Hidden Ark: Wild Oceans adds event cards, exploration cards and reward cards—but that’s all pretty meaningless unless you know what the base game is.
Hidden Ark, designed by Tobias Hall and published by All or None Games in 2023, is a 2–4 (5 if you happen to have the 2024 Deep Sea Expedition expansion player game (with a solo/cooperative mode) in which your task is to rescue fish species before they become extinct. Actually, your task is to gain as many victory points as you can, but saving endangered species is the main way to do that.
On each turn, you first draw an ‘opportunity token’—these provide resources or offer benefits such as additional movement steps. Next, you perform an action from the 4 available (and you have to take a different action than that used in your previous turn):
· move 1 or more research ships towards a reward, rescuing a fish species if your ship is on the relevant tile and you can fulfil the indicated requirements (e.g., giving up resources or having sufficient rescue ships);
· build an additional ship, placing it at an existing science station, or a new science station in an available marked space;
· perform research, moving up the relevant resource scales; or
· upgrade an action, gaining you extra bonuses when you next play that action.
When only a certain number (depending on player count) of fish species remain to be rescued, more are added to the board; this happens twice and the game ends on the third such refill. Final scores are calculated based on rescued fish species, victory point tokens (which I have to say seem like rather arbitrary additions to the map, leaping out of the theme of the game like a character breaking the fourth wall in a movie or book), numbers of science stations and research vessels, and awards such as having most fish species from specific oceans.

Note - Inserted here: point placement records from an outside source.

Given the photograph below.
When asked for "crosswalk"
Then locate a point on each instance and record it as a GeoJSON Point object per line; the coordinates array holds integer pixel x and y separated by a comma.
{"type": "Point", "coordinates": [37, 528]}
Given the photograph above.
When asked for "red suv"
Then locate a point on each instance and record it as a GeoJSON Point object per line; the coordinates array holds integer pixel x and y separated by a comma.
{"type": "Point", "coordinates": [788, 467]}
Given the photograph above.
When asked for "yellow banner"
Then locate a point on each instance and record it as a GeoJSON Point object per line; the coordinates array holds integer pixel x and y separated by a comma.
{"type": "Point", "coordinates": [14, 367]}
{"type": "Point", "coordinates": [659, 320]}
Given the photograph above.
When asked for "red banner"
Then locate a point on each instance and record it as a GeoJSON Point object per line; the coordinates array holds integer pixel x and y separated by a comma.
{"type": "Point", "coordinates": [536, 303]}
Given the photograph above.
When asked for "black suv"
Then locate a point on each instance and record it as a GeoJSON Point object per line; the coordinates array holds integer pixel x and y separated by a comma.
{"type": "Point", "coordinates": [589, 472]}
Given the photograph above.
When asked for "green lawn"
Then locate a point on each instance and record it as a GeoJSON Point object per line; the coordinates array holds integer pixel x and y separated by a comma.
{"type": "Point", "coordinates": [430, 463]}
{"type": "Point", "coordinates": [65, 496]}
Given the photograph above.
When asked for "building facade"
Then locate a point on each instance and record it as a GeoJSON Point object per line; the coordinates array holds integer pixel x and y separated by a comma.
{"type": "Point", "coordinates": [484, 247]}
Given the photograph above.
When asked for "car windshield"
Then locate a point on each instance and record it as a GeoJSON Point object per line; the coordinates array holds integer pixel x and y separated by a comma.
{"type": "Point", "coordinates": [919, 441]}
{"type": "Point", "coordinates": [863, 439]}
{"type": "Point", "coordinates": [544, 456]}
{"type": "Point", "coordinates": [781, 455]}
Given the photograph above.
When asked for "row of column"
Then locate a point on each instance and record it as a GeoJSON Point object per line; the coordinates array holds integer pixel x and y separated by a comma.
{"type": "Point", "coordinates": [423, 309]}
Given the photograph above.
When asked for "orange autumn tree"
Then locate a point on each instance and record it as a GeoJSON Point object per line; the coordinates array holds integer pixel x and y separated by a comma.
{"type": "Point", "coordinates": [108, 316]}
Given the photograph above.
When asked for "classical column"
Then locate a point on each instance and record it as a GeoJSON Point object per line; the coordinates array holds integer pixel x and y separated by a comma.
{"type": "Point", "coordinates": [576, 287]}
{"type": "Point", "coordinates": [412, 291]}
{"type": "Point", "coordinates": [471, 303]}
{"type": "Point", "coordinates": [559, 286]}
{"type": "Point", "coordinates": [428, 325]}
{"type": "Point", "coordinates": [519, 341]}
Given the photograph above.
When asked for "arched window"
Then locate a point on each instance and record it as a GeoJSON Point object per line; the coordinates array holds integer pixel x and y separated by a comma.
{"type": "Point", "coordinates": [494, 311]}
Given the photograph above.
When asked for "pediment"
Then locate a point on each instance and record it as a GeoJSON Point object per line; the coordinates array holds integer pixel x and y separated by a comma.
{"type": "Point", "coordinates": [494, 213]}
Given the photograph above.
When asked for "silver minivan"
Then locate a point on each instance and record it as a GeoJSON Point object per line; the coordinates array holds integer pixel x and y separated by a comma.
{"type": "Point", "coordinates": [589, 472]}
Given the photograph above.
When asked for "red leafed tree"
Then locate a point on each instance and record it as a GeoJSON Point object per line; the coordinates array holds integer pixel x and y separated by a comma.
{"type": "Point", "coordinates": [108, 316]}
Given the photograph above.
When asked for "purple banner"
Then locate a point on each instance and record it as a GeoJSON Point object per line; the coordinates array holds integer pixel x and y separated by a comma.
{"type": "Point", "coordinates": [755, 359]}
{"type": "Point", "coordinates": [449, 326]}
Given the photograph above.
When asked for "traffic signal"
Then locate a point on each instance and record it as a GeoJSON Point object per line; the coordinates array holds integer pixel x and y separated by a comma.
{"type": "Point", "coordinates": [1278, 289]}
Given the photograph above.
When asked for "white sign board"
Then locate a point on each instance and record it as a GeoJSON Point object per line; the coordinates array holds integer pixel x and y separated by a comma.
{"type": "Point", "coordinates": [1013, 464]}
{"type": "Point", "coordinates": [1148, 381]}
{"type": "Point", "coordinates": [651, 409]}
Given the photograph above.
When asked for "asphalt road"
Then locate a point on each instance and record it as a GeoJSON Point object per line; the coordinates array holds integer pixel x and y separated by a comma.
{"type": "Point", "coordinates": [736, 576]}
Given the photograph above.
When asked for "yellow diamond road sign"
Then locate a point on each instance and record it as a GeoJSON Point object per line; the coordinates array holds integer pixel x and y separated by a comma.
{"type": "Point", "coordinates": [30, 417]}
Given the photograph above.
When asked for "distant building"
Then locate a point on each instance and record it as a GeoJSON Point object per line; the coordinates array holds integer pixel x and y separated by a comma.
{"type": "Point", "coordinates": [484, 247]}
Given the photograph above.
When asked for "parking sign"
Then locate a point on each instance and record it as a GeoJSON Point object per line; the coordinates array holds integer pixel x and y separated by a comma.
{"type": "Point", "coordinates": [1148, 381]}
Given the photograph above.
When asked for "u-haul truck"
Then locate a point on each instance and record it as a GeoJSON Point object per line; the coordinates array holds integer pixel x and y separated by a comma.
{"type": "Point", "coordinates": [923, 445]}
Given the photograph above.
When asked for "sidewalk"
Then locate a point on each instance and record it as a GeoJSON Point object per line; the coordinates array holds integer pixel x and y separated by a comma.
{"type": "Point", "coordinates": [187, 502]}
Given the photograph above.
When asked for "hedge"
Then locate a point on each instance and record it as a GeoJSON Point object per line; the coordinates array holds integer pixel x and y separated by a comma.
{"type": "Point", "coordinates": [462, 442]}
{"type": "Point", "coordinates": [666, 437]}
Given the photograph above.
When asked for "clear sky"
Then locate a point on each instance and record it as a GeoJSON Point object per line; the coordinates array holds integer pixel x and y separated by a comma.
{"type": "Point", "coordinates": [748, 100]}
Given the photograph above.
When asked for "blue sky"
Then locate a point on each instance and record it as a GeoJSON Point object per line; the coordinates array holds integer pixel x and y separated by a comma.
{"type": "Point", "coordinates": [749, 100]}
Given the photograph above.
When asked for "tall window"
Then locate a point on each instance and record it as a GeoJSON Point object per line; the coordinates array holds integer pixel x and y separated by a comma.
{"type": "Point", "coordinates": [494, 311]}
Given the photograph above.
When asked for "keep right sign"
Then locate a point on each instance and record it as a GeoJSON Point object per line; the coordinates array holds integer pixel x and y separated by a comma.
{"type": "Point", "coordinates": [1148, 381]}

Cooperative and solo modes are mere beat-your-last-score games. However, co-op has a neat twist in that the final score is the minimum of all players’, so it pays to make sure everyone is getting support in reaching targets.
Sadly, the campaign page says very little about the Wild Oceans expansion, though answers to a couple of questions in the comments section explain events and the campaign mode to some degree. Events affect players globally and can be positive or negative; an event card is drawn at the start of the game and on each refill, and applies until the next reset. Rewards are sort of prizes at the end of a game, which will provide players specific benefits in the next game(s) in a sequence of 3.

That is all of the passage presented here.